For that reason, Fences should feel uncommonly timely despite its setting of 60 years ago, but Washington is working with a script that Wilson finished in 2005, before he died, and seems almost afraid to interpret the words and actions further.

Troy works hard as a garbage man to support his second wife, Rose, and their high-school-aged son, Cory, and they don't live flamboyantly.  Largely due to her careful management of the house, they life reasonably well, though, despite having much turmoil under a peaceful surface.  Troy has an older son from his first marriage, and was able to buy the house not because of his meager salary but because his mentally disabled brother Gabe was badly injured in World War II and received a small payout from the government.
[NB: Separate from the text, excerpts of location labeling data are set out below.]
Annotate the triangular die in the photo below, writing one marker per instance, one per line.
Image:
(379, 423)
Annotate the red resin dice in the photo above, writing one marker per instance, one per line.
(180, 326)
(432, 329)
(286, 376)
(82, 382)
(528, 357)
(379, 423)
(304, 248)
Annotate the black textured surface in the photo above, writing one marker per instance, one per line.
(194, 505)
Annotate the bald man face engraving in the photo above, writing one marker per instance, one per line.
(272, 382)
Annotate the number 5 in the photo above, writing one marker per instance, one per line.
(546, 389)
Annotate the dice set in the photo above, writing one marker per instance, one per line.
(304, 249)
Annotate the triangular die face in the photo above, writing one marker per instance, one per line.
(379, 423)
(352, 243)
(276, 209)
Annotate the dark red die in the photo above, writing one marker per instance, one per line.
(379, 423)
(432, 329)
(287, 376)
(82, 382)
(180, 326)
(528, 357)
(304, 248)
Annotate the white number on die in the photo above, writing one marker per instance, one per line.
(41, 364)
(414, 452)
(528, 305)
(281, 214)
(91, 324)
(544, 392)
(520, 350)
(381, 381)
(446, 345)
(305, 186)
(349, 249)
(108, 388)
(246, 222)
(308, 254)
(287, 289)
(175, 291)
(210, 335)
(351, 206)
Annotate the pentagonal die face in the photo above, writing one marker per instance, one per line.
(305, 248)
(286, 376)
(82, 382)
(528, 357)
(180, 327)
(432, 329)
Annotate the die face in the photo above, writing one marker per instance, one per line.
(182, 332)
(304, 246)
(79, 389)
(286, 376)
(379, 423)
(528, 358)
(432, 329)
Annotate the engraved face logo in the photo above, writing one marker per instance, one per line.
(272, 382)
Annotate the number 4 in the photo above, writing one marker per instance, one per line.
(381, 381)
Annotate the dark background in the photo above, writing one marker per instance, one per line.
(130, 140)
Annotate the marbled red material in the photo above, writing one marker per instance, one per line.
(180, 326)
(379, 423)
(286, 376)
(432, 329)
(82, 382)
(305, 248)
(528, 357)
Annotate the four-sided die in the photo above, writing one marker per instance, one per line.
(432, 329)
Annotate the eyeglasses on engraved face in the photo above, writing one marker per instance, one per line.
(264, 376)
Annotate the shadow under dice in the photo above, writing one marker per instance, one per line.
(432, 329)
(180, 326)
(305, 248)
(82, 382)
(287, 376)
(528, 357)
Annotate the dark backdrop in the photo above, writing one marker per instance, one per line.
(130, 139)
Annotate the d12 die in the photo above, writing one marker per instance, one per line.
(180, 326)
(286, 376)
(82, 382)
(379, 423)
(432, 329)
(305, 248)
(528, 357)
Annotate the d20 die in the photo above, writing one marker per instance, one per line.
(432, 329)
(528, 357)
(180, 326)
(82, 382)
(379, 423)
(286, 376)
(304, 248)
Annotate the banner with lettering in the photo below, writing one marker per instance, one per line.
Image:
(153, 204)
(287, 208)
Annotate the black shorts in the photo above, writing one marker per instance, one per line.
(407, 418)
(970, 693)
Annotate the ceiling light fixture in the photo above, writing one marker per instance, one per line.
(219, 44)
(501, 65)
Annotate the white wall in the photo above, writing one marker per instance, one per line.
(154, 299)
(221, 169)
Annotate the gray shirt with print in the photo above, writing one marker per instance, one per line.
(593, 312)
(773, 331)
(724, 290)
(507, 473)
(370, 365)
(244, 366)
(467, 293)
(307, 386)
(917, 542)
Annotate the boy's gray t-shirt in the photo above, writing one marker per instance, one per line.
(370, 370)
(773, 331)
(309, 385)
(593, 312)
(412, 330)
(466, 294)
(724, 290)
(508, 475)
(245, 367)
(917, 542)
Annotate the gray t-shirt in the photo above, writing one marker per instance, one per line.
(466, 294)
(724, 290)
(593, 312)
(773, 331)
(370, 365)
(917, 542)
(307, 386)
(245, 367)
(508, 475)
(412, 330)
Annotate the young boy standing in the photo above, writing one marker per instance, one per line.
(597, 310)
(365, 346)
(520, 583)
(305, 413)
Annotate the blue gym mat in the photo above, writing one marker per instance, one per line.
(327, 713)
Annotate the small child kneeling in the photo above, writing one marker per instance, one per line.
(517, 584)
But Troy has another shame, too, one that will test the limits of his wife's saintlike patience and break open the chasm that looms between him and his son.  As he ruminates on his life and what he has been denied, Troy reminisces about his almost-career as a baseball player.  Troy believes prejudice, not skill, prevented him from playing.

Over and over, he reflects on baseball, and some of his dialogue could be the work of Terrence Mann from Field of Dreams -- baseball is metaphor, a life lesson, a dream and an unkept promise all in one, and if it sounded over the top when James Earl Jones said it, it's that much more labored here.  (It's no surprise that Jones himself played Troy in the original Broadway production in 1987, while Dreams was released two years later.)

Despite the enormous work of its cast and director, Fences remains as fixed to its limited world as the baseball that Troy hangs from a tree in the yard.  There are occasional efforts to open up the action, but they seem half-hearted and timid -- this is a play through and through.

It's also a movie that asks a lot of the audience; it is defiantly unwilling to present Troy in a sympathetic light, and spends almost all of its time in the realm of metaphor, unwilling to say quite exactly what it means.  It's meant to spark post-show conversation, perhaps, but comes across as wavering and unresolved.  Is Troy a good man who went bad?  Is his life to blame, are his problems truly caused by circumstance -- or does his pivotal act and revelation prove that he is unrelievedly selfish and cowardly? Fences doesn't want to tell us, and Washington doesn't want to offer any sort of interpretation, which is exactly what it would have needed to to transcend its roots.

What Fences does have is a strong central performance by Washington; intense, internalized, he projects a combination of fierce strength and utter disillusionment.  He's affecting.  Even better is Viola Davis in one of the year's most compelling performances.  She isn't long-suffering, she is proud to be who she is, she is confident and resilient, and she understands the significance of her own modest achievements.  When the rug is pulled out from under her in the key scene of Fences, it's clear that Davis has found the soul of the character.  She's the reason to see Fences, and she's almost enough.

It's a frustrating movie, one that contains much to like -- but not quite enough.  The ambiguity at its core has made the play into a classic, but it's the very thing that keeps the film swinging, but not quite making, the Fences of its title.